Ton retour approche ! Enfin, je vois la fin de ce calvaire. Je commence à me rendre compte de l’angoisse. J’ai peur pour toi. J’ai hâte. J’écris cette lettre avec Mme Tousserier. Je lui ai rendu visite souvent cette semaine, ses petits-enfants ne viennent plus. Elle se sent seule. J’essaie d’égayer ses journées. Elle tient à te saluer, et souhaiter bon retour. Je passe de plus en plus de temps à l’hôpital, le flot de patients me permet de garder la tête froide. J’attends.
Ta Clémence.
***
Cher Estéban,
Ta dernière réponse commence à dater … Je m’inquiète. J’essaie de me dire que tu es simplement occupé, en danger, peut-être, que tu as plus important à faire que de répondre à mes lettres futiles. Je le comprends très bien. J’espère que tu vas bien. Je me suis remise à prier ces derniers temps. Je ne te retiens pas plus longtemps.
Clémence.
Ps : Je t’aime.
***
Cher Estéban,
Deux semaines depuis ma dernière lettre, toujours rien de ta part. J’avais l’habitude de recevoir de tes nouvelles souvent. Que se passe-t-il ? Je t’en prie, réponds-moi. Si tu es mort, je ne l’apprendrais jamais. L’avis sera envoyé à ta femme. Tu laisserais un orphelin. Et tu me laisserais moi, sans nouvelle, dans le doute, toute ma vie … Ne meurs pas, ça me ferait trop de mal. Toutes tes petites vieilles ont quitté l’hôpital, maintenant. Certaines m’envoient des cartes, je leur réponds. Je m’arrange pour prendre de leurs nouvelles. Parfois, j’en accompagne une ou deux au marché.
Clémence.
***
Cher Estéban,
Cette lettre sera la dernière. Ton avion, si tu le prends un jour, arrivera dans huit jours et treize heures. Je ne veux pas insister plus. Je te verrai là-bas. Je t’en veux, de ne pas me répondre. Mon cœur a mal à chaque fois que je pense à toi. Je chasse toutes ces pensées qui me hurlent que tu es mort. Pourquoi aurais-tu cessé de me répondre ? Pourquoi après tous ces mots ? Je les garde précieusement. Chacun de tes plis.

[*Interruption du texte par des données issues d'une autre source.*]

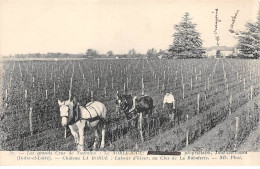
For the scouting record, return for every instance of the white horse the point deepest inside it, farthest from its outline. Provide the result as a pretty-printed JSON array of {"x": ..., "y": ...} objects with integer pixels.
[{"x": 78, "y": 117}]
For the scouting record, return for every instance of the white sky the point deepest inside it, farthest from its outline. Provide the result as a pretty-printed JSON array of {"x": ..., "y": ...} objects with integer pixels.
[{"x": 73, "y": 26}]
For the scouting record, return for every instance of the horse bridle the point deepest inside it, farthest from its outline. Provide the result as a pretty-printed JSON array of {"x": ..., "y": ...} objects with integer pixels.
[
  {"x": 125, "y": 107},
  {"x": 68, "y": 111}
]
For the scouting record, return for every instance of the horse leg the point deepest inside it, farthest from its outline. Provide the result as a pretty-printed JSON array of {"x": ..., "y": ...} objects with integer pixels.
[
  {"x": 74, "y": 133},
  {"x": 81, "y": 126},
  {"x": 96, "y": 139},
  {"x": 102, "y": 145},
  {"x": 141, "y": 126}
]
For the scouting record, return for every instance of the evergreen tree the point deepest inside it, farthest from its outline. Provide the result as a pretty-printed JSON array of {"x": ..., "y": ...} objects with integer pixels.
[
  {"x": 249, "y": 40},
  {"x": 187, "y": 42}
]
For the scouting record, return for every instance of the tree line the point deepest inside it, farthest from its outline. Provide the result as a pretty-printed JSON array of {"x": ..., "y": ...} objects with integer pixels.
[{"x": 187, "y": 43}]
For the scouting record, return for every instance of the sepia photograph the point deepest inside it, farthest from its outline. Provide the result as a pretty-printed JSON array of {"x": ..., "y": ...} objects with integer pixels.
[{"x": 173, "y": 79}]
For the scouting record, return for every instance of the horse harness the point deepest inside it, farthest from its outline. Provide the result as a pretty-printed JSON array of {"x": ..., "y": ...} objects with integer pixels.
[{"x": 76, "y": 116}]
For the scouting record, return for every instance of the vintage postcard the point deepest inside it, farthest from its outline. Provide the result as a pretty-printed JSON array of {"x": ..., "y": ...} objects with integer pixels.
[{"x": 130, "y": 82}]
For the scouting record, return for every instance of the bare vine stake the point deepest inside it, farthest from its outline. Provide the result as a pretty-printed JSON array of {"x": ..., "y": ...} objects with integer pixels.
[
  {"x": 127, "y": 81},
  {"x": 208, "y": 84},
  {"x": 191, "y": 83},
  {"x": 92, "y": 96},
  {"x": 125, "y": 88},
  {"x": 69, "y": 94},
  {"x": 227, "y": 89},
  {"x": 140, "y": 126},
  {"x": 54, "y": 90},
  {"x": 158, "y": 83},
  {"x": 237, "y": 123},
  {"x": 98, "y": 82},
  {"x": 230, "y": 104},
  {"x": 251, "y": 92},
  {"x": 187, "y": 138},
  {"x": 112, "y": 84},
  {"x": 250, "y": 75},
  {"x": 183, "y": 88},
  {"x": 6, "y": 96},
  {"x": 142, "y": 86},
  {"x": 25, "y": 94},
  {"x": 30, "y": 119},
  {"x": 198, "y": 104},
  {"x": 244, "y": 83}
]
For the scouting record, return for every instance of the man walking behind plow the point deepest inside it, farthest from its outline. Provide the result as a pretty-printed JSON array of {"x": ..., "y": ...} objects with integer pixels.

Ils me rappellent que tu m’aimes. Tu m’aimes, n’est-ce pas ? Moi je t’aime. Je ne te l’ai pas dit assez. Je le regrette, maintenant. Peut-être que tu me répondrais, si tu savais à quel point je t’aime, à quel point j’ai peur de te perdre. J’ai trop voulu jouer, trop voulu me protéger de tout ce cirque. Maintenant je t’aime et je ne sais pas quoi faire.
Clémence.
En pénétrant dans l’aéroport, en s’approchant de la porte d’où sortiront les passagers du vol T345, Clémence sait qu’elle a perdu. Elle sait qu’elle a perdu, parce que quelques mètres sur sa gauche, Amélie se tient droite, triomphante, affichant un sourire qui n’a rien de joyeux. Dans ses bras traine un nourrisson endormi dans un panier. Quand Estéban débarque enfin, son sac militaire sur le dos, il semble s’excuser. Il lui adresse un regard, et passe devant elle comme si elle n’avait jamais existé. Il se dirige vers sa femme, vers son fils, et de l’extérieur, on dirait qu’il n’a jamais cessé de les aimer. On dirait qu’il rentre pour sa famille, rien que pour elle, qu’il est le bon patriote qui revient après ses trois premiers mois de mission. Comme si la trahison, la maîtresse, la séparation, toutes les tromperies, comme si tout cela n’était rien. Clémence se sent comme du rien. C’est terrible.
T’aimer n’aura servi à rien. A rien.